Suggested enhancements post restructure

Open hrshtt opened this issue 6 months ago • 1 comments

As we do #229, it will be good to keep track of high-roi, quality of life enhancements.

Problem 1:

We have too many run.py-style files scattered across the codebase. they all do very similar things: parse args, load configs, spin up multiprocessing, init resources, each with some tweaks. Multiple entrypoints will not be maintainable with a package approach unless planned carefully.

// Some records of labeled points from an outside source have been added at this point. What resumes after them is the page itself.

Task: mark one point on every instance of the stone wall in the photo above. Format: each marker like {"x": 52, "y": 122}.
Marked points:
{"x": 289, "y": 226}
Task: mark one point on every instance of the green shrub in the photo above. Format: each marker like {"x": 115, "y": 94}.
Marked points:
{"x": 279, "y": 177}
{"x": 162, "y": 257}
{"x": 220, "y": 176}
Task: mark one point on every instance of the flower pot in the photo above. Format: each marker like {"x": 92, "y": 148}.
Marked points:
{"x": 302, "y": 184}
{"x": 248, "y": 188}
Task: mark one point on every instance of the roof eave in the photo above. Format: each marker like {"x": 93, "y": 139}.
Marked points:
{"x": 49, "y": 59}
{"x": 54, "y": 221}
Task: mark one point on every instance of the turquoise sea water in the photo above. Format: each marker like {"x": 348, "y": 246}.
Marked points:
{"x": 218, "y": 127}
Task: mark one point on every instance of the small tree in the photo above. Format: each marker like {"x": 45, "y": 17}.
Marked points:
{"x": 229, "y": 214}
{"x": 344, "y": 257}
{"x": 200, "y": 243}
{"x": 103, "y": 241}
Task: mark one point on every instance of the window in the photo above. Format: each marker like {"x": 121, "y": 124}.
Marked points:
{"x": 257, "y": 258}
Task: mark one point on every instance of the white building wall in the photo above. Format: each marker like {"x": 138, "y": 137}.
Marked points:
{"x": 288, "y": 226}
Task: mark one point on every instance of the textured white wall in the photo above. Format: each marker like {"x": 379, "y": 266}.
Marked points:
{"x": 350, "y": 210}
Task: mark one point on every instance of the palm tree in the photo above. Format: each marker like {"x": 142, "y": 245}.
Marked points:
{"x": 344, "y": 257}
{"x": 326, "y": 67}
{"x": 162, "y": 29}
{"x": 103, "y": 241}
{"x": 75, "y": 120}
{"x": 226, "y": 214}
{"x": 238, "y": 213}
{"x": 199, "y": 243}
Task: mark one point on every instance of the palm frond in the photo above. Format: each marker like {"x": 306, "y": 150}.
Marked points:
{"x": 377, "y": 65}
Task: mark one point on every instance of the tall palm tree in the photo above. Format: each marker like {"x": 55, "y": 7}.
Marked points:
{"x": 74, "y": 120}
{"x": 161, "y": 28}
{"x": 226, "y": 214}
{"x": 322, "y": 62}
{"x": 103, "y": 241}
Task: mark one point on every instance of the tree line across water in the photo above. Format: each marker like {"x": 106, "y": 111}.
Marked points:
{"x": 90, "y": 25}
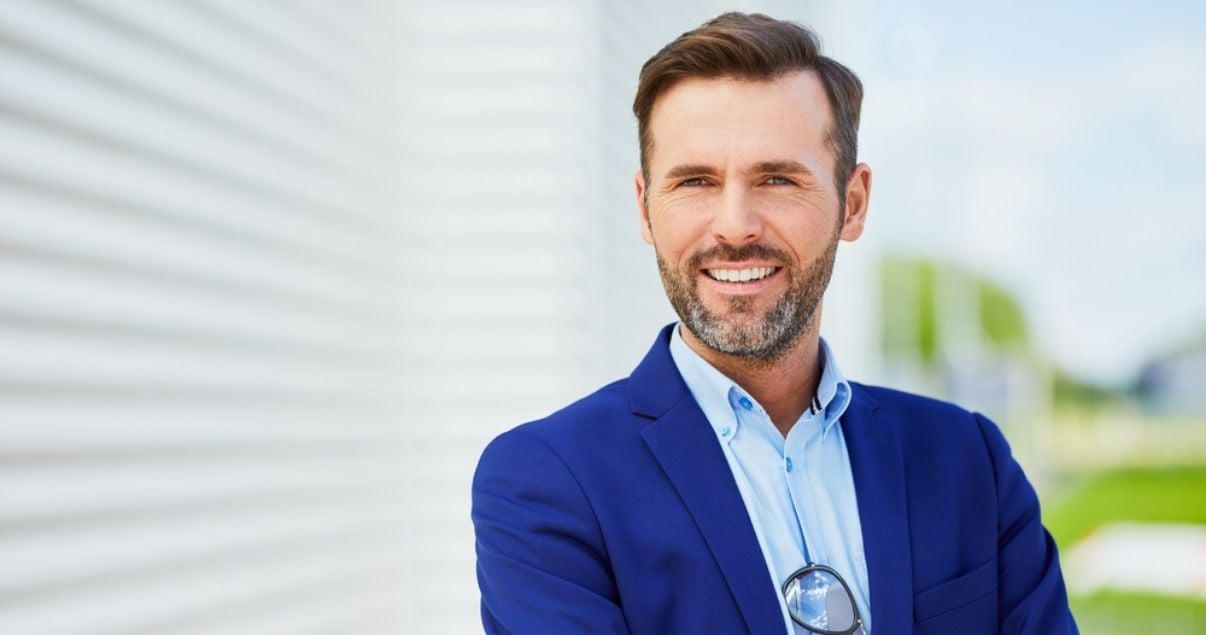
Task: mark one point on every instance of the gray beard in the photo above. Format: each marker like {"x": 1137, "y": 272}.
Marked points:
{"x": 761, "y": 339}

duplicate code across 10+ files
more effort to update shared logic
inconsistent interfaces for doing nearly the same things

Proposed fix:

Replace all scattered run.py files with a single unified CLI:

python -m fle.run eval --algorithm independent --config config.json
python -m fle.run server --transport stdio
python -m fle.run data --operation trace --version 330

Also create an Abstract Shared Patterns

Introduce some clean base classes to avoid repeating ourselves:

BaseRunner: shared structure
AsyncRunner, MultiprocessRunner: handle async & multiproc setups
ConfigRunner: deals with JSON config parsing

Problem 2:

Source of truth config scattered across multiple files: Configuration and path management is inconsistent and duplicated throughout the codebase, with no centralized approach for discovering paths or managing environment variables.

Proposed fix:

ConfigManager: fle/config.py Single source of truth for all paths and settings
Environment discovery: Automatic path resolution with env var overrides and sensible defaults Gives us:
Clear interprocess communication and spawning: All processes point to the same or deterministically hierarchal configs
Helps with logging: Passed configs will help create context for logs.
Sets us up for ci/cd: Can have cleaner separation for dev/prod configs.

Jun 29 '25 07:06 hrshtt

is this what you are thinking for config.py? https://github.com/JackHopkins/factorio-learning-environment/wiki/c

from pydantic import BaseModel, Field, validator
from typing import Optional, List
from pathlib import Path

class FLEConfig(BaseModel):
    # Database
    db_type: str = Field(default="sqlite", description="Database type: sqlite or postgres")
    sqlite_db_file: Optional[str] = Field(default=".fle/data.db")
    
    # API Keys (optional for basic usage)
    openai_api_key: Optional[str] = None
    anthropic_api_key: Optional[str] = None
    
    # Docker/Cluster
    cluster_name: Optional[str] = None
    
    @validator('db_type')
    def validate_db_type(cls, v):
        if v not in ['sqlite', 'postgres']:
            raise ValueError('db_type must be "sqlite" or "postgres"')
        return v
    
    @classmethod
    def from_env_file(cls, env_path: str = ".env"):
        """Load config from .env file"""
        from dotenv import load_dotenv
        import os
        
        load_dotenv(env_path)
        
        return cls(
            db_type=os.getenv("FLE_DB_TYPE", "sqlite"),
            sqlite_db_file=os.getenv("SQLITE_DB_FILE", ".fle/data.db"),
            openai_api_key=os.getenv("OPENAI_API_KEY"),
            anthropic_api_key=os.getenv("ANTHROPIC_API_KEY"),
            cluster_name=os.getenv("CLUSTER_NAME"),
        )
    
    def validate_for_experiment(self) -> List[str]:
        """Return list of missing required fields for experiments"""
        missing = []
        
        # For experiments, you need at least one API key
        if not self.openai_api_key and not self.anthropic_api_key:
            missing.append("At least one API key (OPENAI_API_KEY or ANTHROPIC_API_KEY)")
        
        return missing

Jul 08 '25 10:07 kiankyars